De 49 milliards en 2020, les investissements directs étrangers (IDE) vers l’Afrique ont atteint 83 milliards de dollars en 2021. Ce qui permet au président de la Banque africaine de développement (BAD), Akinwumi Adesina, de déclarer que le continent s’est redressé.
« L’Afrique s’est redressée en 2021. Les investissements directs étrangers ayant atteint 83 milliards de dollars, doublant les flux en 2020. L’Afrique est l’endroit où il faut être », a-t-il soutenu lors d’une conférence de presse tenue jeudi 3 novembre en marge de l’Africa Investment Forum qui a lieu en Côte d’Ivoire. « En 2050, le continent comptera plus d’un quart de la population mondiale. L’Afrique possède les plus grandes sources d’énergie renouvelable au monde », a ajouté le Nigérian.
Il s’agit du carrefour même de l’investissement, selon Akinwumi Adesina. « Ne pas investir sur le continent est une erreur, car l’Afrique est la frontière de l’investissement dans le monde, aujourd’hui et à l’avenir.
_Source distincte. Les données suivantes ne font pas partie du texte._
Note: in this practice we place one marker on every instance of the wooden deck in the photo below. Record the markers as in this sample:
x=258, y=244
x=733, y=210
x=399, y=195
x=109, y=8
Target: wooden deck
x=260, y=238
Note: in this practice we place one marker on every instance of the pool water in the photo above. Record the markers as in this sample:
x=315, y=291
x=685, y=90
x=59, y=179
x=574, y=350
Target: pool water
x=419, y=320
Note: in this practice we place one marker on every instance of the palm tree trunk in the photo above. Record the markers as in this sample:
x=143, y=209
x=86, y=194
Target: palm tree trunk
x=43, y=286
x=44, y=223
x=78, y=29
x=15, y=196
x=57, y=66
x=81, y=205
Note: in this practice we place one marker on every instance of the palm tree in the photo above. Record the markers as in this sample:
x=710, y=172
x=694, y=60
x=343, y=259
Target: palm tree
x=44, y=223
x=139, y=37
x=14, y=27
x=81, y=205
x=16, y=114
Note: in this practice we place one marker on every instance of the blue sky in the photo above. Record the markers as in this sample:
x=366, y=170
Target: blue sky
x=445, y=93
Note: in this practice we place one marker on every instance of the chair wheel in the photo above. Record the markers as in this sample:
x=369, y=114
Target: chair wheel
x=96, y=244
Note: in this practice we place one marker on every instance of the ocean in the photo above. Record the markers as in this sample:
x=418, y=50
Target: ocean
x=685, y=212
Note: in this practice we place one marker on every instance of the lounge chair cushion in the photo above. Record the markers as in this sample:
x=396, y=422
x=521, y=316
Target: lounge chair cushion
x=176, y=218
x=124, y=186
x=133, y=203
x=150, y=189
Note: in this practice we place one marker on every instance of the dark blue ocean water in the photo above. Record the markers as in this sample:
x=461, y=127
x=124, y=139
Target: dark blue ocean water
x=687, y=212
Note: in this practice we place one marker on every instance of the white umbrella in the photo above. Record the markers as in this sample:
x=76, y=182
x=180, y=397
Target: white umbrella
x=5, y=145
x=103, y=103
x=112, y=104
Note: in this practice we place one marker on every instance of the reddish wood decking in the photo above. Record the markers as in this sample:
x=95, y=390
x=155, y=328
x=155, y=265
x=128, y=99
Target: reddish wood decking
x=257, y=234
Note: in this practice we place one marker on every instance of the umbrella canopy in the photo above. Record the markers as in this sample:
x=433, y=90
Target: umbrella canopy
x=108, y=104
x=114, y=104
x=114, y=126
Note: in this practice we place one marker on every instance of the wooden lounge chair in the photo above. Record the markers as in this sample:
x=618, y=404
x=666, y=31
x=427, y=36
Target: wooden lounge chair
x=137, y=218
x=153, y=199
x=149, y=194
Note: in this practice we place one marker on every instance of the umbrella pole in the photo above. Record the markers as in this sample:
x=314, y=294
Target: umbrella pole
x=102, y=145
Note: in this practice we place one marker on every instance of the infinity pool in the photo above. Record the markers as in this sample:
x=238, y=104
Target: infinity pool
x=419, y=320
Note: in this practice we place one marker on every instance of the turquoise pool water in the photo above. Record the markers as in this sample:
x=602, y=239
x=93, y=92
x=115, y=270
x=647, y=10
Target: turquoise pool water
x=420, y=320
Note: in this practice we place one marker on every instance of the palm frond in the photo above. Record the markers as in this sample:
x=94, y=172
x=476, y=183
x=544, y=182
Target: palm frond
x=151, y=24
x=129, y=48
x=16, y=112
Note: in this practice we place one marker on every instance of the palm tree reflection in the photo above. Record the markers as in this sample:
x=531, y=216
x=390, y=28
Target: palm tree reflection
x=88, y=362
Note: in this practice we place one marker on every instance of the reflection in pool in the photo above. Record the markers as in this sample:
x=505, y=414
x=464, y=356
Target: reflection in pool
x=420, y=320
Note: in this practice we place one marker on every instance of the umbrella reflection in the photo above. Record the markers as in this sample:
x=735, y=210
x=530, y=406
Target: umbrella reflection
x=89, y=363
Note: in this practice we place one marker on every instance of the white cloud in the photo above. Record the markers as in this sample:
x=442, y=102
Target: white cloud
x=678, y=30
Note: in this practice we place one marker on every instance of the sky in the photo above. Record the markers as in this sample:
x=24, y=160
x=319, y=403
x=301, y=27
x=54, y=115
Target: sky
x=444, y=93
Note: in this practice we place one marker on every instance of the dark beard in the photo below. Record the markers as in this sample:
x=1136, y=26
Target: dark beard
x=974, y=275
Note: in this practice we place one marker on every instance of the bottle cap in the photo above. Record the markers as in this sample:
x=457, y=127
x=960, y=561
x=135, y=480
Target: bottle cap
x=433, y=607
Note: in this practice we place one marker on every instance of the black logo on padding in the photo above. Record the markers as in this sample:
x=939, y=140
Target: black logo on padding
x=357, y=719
Investissez en Afrique aujourd’hui, profitez de son grand avenir ».
Si l’Afrique a besoin de 130 à 170 milliards de dollars par an pour combler le déficit d’infrastructures, cela montre clairement la priorité et la nécessité d’attirer et d’investir dans des infrastructures de classe mondiale, dira pour sa part Alain Ebobissé, le président d’Africa 50. Qui a malheureusement fait le constat de peu de sponsors, parfois, pour le financement de certains projets en Afrique.
A sa prise de parole, Mallam Samaila Zubairu, directeur général d’Africa Finance Corporation (AFC), a réaffirmé la volonté de son institution à appuyer la réalisation des infrastructures durables. Cependant, a-t-il souligné, les prêts infrastructurels doivent être gérés avec transparence aussi bien par le secteur public que le secteur privé. Car depuis le déclenchement des deux dernières crises (la pandemie Covid 19, la crise russo-ukrainienne), « il n’y a pas assez de liquidité disponible pour le monde », a reconnu Adesina. Qui soutient que l’Afrique n’a obtenu que 33 milliards de DTS sur 650 milliards de dollars. Toutefois, s’est-il empressé de reconnaître, ces DTS, appuyés également par l’institution qu’il dirige, peuvent être un outil de relance de l’économie africaine.
Pour sa part, Benedict Oramah, président d’Afreximbank, a affirmé que les choses sont en train de changer en Afrique. Pour lui, il parait impérieux de faire en sorte que les jeunes puissent convertir leur rêve en réalité. Malheureusement, dit-il, beaucoup de projets n’ont jamais vu le jour, alors qu’il faut encourager d’autres entrepreneurs à voir grand. Et d’indiquer que la banque aura besoin de 100 milliards de dollars dans les 10 prochaines années pour changer le visage de l’Afrique.